Gotta love the Oklahoma State Senate. Always looking out for the folks. For instance, I see in The Oklahoman today that the Senate passed a bill, SB 390, on Tuesday that would "allow state authorities to give confidential juvenile justice records to the U.S. Department of Homeland Security and federal probation officers," writes Capitol reporter John Greiner.
And all of this without a court order.
So, you may be asking, who was behind this brilliant piece of 4th amendment-trashing legislation?
None other than Lawton Republican Don Barrington.

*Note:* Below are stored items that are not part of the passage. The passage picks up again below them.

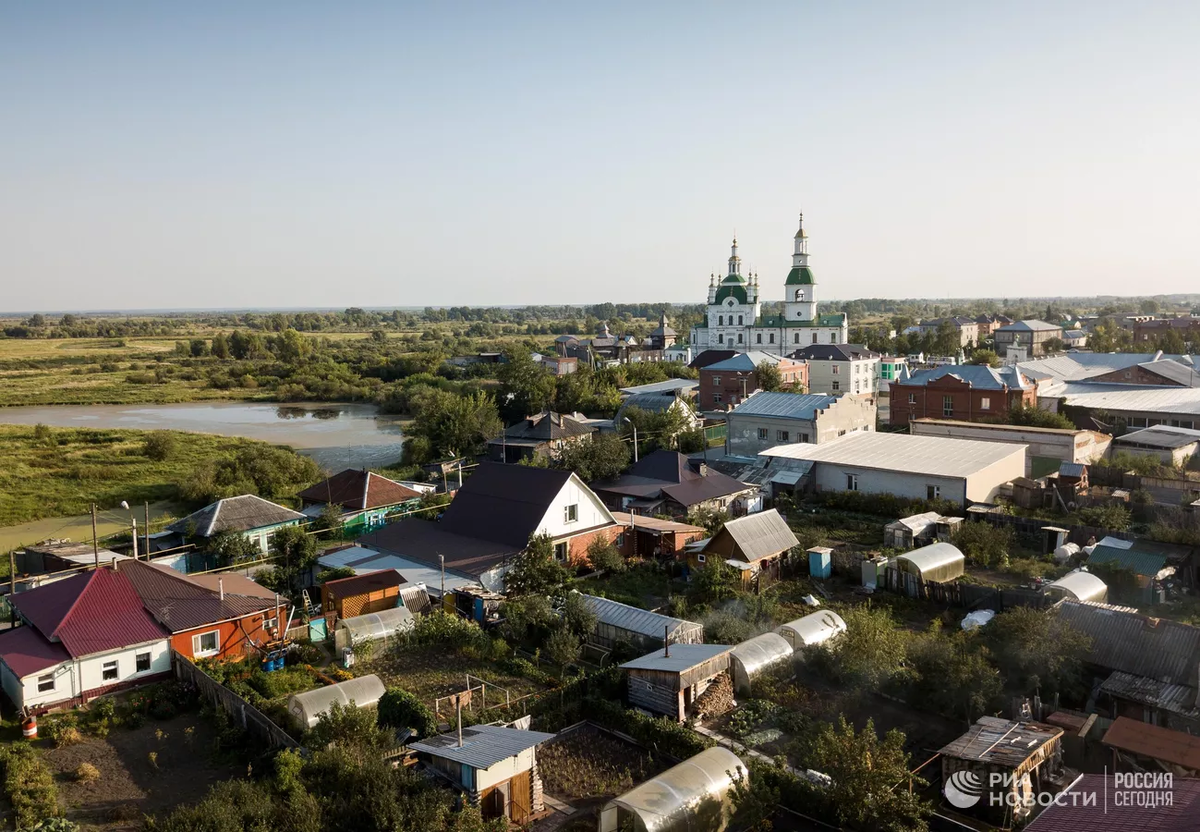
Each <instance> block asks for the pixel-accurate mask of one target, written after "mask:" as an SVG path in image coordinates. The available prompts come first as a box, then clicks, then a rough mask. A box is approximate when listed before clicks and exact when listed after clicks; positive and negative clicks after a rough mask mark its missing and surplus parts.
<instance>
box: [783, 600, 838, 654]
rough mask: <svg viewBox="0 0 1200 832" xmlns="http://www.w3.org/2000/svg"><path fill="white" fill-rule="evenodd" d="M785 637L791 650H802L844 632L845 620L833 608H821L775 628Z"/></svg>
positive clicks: (815, 644) (817, 644)
mask: <svg viewBox="0 0 1200 832" xmlns="http://www.w3.org/2000/svg"><path fill="white" fill-rule="evenodd" d="M775 632H776V633H779V634H780V635H781V636H784V638H785V639H787V644H790V645H791V646H792V650H793V651H802V650H804V648H805V647H811V646H812V645H820V644H823V642H826V641H828V640H829V639H832V638H833V636H835V635H838V634H839V633H845V632H846V622H845V621H842V619H841V616H840V615H838V613H836V612H834V611H833V610H822V611H821V612H814V613H812V615H806V616H804V617H803V618H797V619H796V621H790V622H787V623H786V624H784V626H781V627H779V628H778V629H776V630H775Z"/></svg>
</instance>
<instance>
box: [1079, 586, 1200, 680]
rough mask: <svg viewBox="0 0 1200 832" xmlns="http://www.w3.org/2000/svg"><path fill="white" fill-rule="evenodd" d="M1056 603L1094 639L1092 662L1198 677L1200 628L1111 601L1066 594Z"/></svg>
mask: <svg viewBox="0 0 1200 832" xmlns="http://www.w3.org/2000/svg"><path fill="white" fill-rule="evenodd" d="M1056 609H1057V610H1058V616H1060V618H1061V619H1062V621H1063V622H1066V623H1067V624H1069V626H1072V627H1074V628H1075V629H1076V630H1079V632H1080V633H1082V634H1084V635H1087V636H1088V638H1090V639H1091V640H1092V646H1091V650H1090V651H1088V657H1087V660H1088V663H1091V664H1094V665H1097V666H1100V668H1104V669H1106V670H1121V671H1124V672H1127V674H1133V675H1135V676H1145V677H1147V678H1153V680H1158V681H1160V682H1171V683H1174V684H1193V683H1194V682H1195V678H1196V671H1198V669H1200V628H1196V627H1189V626H1188V624H1181V623H1178V622H1175V621H1168V619H1165V618H1151V617H1148V616H1144V615H1140V613H1139V612H1138V611H1136V610H1130V609H1128V607H1118V606H1111V605H1109V604H1094V603H1087V601H1073V600H1063V601H1061V603H1060V604H1058V605H1057V607H1056Z"/></svg>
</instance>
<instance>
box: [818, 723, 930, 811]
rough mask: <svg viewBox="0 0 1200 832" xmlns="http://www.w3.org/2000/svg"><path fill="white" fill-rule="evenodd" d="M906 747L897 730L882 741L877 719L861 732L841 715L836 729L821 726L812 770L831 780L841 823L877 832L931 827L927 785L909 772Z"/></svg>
mask: <svg viewBox="0 0 1200 832" xmlns="http://www.w3.org/2000/svg"><path fill="white" fill-rule="evenodd" d="M904 742H905V736H904V734H901V732H900V731H896V730H892V731H888V732H887V734H886V735H883V738H882V740H880V737H878V735H876V732H875V722H874V720H872V719H868V720H866V725H865V726H864V728H863V730H862V731H860V732H856V731H854V726H853V725H852V724H850V723H847V722H846V718H845V717H841V716H839V717H838V724H836V725H830V724H824V725H822V726H821V731H820V734H818V735H817V736H816V740H815V741H814V742H812V750H811V754H810V755H809V766H810V767H811V768H815V770H817V771H820V772H822V773H824V774H828V776H829V779H830V784H829V788H828V789H827V795H828V796H829V798H830V800H829V802H830V804H832V806H833V807H834V809H835V812H836V813H838V819H839V820H840V821H841V822H844V824H848V825H850V826H853V827H854V828H862V830H872V831H878V832H920V831H923V830H926V828H929V827H928V824H926V818H929V815H930V814H931V807H930V806H929V803H928V802H926V801H925V800H923V798H922V797H920V796H919V794H920V789H922V786H924V785H925V782H924V780H923V779H922V778H919V777H916V776H912V774H910V773H908V771H910V768H911V765H910V760H908V755H907V754H906V753H905V750H904ZM910 784H912V786H913V789H912V791H910V789H908V786H910Z"/></svg>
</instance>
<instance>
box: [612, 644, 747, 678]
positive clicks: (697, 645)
mask: <svg viewBox="0 0 1200 832" xmlns="http://www.w3.org/2000/svg"><path fill="white" fill-rule="evenodd" d="M731 650H733V646H732V645H671V650H670V653H671V654H670V656H666V654H665V653H666V652H667V651H662V650H656V651H654V652H653V653H647V654H646V656H643V657H641V658H637V659H634V660H632V662H626V663H625V664H623V665H620V666H622V668H624V669H626V670H661V671H662V672H666V674H682V672H684V671H686V670H691V669H692V668H695V666H696V665H697V664H703V663H704V662H708V660H709V659H715V658H716V657H718V656H724V654H725V653H728V652H730V651H731Z"/></svg>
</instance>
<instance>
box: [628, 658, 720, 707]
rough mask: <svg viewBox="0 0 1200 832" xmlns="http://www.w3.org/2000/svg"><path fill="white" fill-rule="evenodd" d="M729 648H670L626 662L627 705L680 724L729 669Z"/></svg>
mask: <svg viewBox="0 0 1200 832" xmlns="http://www.w3.org/2000/svg"><path fill="white" fill-rule="evenodd" d="M731 650H733V648H732V647H731V646H730V645H670V646H668V647H666V648H665V650H656V651H654V652H653V653H647V654H646V656H643V657H641V658H638V659H634V660H632V662H626V663H625V664H623V665H620V666H622V668H623V669H624V670H625V677H626V684H628V690H629V704H630V705H632V706H635V707H640V708H644V710H646V711H650V712H653V713H662V714H666V716H668V717H671V718H672V719H676V720H677V722H680V723H682V722H684V720H685V719H686V718H688V712H689V710H690V708H691V706H692V705H694V704H695V702H696V700H697V699H698V698H700V695H701V694H702V693H704V690H707V689H708V686H709V684H712V683H713V680H715V678H716V677H718V676H720V675H721V674H724V672H725V671H726V670H728V669H730V651H731Z"/></svg>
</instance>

There was some sanity in the room. For instance, Tulsa Democrat Tom Adelson opposed the bill, as noted in The Oklahoman story, saying: "This is a wholesale loss of our privacy. I don't want any federal agency to have wholesale access to my children's records."
Alas, Adelson's sane comments were overwhelmed by the likes of blowhard Jonathan Nichols, a Republican Senator from Norman. What did Nichols say? Check it out:
"Surely we can trust ... Homeland Security."
Ha!!! Nichols sounds like a tried-and-true neocon. Nichols probably doesn't get the joke when someone wisecracks: 'We're the government, we've come to help you!' We know what they did at Ruby Ridge, Waco and, dare I say it, Lower Manhattan and suburban D.C. on 9/11/01.
... but I digress ...
Sen. Tom Ivester, D-Sayre, stood up to the bill, "saying he's concerned about attempts to shoot holes in privacy rights guaranteed in the Bill of Rights." The Fourth Amendment, Ivester noted gives people the right to "be secure in their persons, houses, papers and effects against unreasonable searches and seizures."
Ivester, the story noted, has no problem with the feds or others obtaining a court order to get this information, but, "Because you are alleged to have committed an offense does not mean you lose your Fourth Amendment right."
Good point, Senator. We do have a Constitution and Bill of Rights, something many Republicans have conveniently forgotten about.